The most visible head of the currents influenced by the jazz merger, from, was Wayne Shorter who, time behind, had been announced in the field of the hard bop in a clearly debit Coltrane style, although the figures more properly “merger” were musical like Michael Brecker, John Klemmer, Tom Scott, Wilton Felder, Branford Marsalis, Lou Marini or Benny Maupin, in addition to peripheral figures like Cat Barbieri. Also, and especially from the year, a good number of saxophonists tenors recaptured the bop: David Schnitter, Bob Berg, George Adams, or Lew Tabackin, between others, in many cases with clear influences of Sonny Rollins.
The saxo baritone has been present in the jazz from the birth of the Swing. Nevertheless one could not speak about a real bloom of the instrument until there strengthened the hard bop and, especially, the jazz of the Coast West. During at least three decades, the scene of the baritone in jazz was completely dominated by Harry Carney, with a monopolistic character that does not happen in any other jazz instrument. Its style, powerful, intense and rough, it marked almost two generations of instrumentalists between whom Ernie Caceres and Jack Washington stood out.

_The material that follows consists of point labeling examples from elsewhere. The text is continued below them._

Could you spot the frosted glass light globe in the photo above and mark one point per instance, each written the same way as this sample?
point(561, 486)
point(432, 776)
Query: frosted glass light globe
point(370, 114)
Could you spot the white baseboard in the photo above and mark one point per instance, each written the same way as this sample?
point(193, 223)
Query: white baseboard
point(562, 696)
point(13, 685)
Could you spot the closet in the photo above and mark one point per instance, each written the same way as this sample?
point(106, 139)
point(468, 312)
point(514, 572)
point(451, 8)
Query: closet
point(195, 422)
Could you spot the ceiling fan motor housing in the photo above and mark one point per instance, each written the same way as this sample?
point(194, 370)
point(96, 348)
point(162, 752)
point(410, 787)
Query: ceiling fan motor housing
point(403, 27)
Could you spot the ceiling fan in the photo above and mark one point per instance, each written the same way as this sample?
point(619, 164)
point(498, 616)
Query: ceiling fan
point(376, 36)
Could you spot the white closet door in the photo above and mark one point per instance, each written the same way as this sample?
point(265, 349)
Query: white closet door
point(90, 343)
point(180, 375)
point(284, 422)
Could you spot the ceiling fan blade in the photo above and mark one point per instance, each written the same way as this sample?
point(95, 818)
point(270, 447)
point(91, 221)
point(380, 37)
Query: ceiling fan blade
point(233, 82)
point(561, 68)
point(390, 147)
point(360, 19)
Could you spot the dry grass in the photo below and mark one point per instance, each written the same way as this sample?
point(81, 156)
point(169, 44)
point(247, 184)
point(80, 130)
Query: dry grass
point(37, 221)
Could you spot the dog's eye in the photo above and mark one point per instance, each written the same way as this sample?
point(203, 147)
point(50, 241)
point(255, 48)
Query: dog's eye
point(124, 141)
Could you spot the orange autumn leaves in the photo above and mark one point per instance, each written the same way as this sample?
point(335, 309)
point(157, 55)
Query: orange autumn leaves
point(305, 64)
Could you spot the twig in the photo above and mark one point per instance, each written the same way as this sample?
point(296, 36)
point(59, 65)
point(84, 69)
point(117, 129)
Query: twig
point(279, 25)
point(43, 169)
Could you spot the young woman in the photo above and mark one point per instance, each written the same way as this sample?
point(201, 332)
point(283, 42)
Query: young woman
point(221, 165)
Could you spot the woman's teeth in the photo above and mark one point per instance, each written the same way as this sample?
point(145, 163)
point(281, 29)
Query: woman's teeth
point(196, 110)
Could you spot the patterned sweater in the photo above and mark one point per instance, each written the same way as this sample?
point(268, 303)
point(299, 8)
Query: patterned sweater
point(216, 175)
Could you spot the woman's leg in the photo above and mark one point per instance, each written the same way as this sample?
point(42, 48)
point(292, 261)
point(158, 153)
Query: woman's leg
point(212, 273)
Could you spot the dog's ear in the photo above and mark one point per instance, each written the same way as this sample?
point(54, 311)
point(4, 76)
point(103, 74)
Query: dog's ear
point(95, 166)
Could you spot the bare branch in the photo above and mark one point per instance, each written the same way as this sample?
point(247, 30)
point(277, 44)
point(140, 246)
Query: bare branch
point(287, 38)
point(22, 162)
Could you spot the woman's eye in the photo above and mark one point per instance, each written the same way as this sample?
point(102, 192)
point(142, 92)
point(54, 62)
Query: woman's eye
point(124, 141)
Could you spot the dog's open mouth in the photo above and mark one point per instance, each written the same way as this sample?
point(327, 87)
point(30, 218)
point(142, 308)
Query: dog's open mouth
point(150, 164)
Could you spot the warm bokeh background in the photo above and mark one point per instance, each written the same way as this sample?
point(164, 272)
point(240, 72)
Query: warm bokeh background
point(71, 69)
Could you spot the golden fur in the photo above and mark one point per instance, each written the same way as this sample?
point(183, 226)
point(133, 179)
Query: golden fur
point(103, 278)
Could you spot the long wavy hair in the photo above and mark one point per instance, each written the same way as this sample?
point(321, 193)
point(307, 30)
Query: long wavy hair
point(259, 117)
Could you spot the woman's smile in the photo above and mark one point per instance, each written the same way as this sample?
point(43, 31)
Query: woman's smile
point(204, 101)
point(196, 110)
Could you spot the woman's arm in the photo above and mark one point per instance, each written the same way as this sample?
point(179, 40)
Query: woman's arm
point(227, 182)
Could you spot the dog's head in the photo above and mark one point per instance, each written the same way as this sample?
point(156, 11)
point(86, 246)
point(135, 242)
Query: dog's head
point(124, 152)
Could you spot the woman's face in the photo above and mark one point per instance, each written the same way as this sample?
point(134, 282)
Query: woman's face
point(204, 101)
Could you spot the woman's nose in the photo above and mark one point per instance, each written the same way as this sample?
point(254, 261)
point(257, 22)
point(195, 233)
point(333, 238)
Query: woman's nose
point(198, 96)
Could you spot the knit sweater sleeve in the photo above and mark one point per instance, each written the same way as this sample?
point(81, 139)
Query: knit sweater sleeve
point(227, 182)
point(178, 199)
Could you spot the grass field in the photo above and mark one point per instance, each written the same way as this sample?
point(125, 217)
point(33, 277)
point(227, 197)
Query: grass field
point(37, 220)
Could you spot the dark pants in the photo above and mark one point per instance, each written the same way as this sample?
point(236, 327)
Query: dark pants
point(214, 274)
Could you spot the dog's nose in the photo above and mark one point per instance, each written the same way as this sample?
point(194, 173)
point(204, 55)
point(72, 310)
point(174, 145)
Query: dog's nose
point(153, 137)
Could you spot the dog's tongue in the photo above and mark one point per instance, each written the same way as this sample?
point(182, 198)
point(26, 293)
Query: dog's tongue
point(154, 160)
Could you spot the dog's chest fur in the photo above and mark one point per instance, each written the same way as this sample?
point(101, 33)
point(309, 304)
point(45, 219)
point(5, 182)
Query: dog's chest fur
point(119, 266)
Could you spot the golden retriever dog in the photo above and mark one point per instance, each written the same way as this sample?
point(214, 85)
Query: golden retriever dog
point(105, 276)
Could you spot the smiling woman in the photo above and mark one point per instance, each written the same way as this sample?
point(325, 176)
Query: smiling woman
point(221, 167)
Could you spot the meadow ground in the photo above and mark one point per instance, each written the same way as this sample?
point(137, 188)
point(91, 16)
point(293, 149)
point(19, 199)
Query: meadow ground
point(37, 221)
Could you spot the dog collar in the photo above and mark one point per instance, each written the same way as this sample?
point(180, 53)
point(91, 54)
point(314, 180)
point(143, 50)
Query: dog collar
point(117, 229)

With the arrival of the bop and the cool, suddenly, there bloomed a big number of baritonistas of high quality, beginning for Serge Chaloff, who applied to its instrument all the technical Parker innovations, and Pepper Adams, whose sharp and hoarse sound was clearly debit of that of Carney. The most well-known and with major projection of all the baritones of this generation, was Gerry Mulligan, although the Coast West provided other figures like Bob Gordon, and in the tradition of the bop there were revealed musicians as Cecil Payne, Charlie Fowlkes, Ronnie Cuber, Jack Nimitz or Nick Brignola. Also there was baritonistas outstanding in the field of the free jazz, like Pat Patrick or John Surman, and in that of the modern jazz, including to Hamiet Bluiett and Henry Threadgill.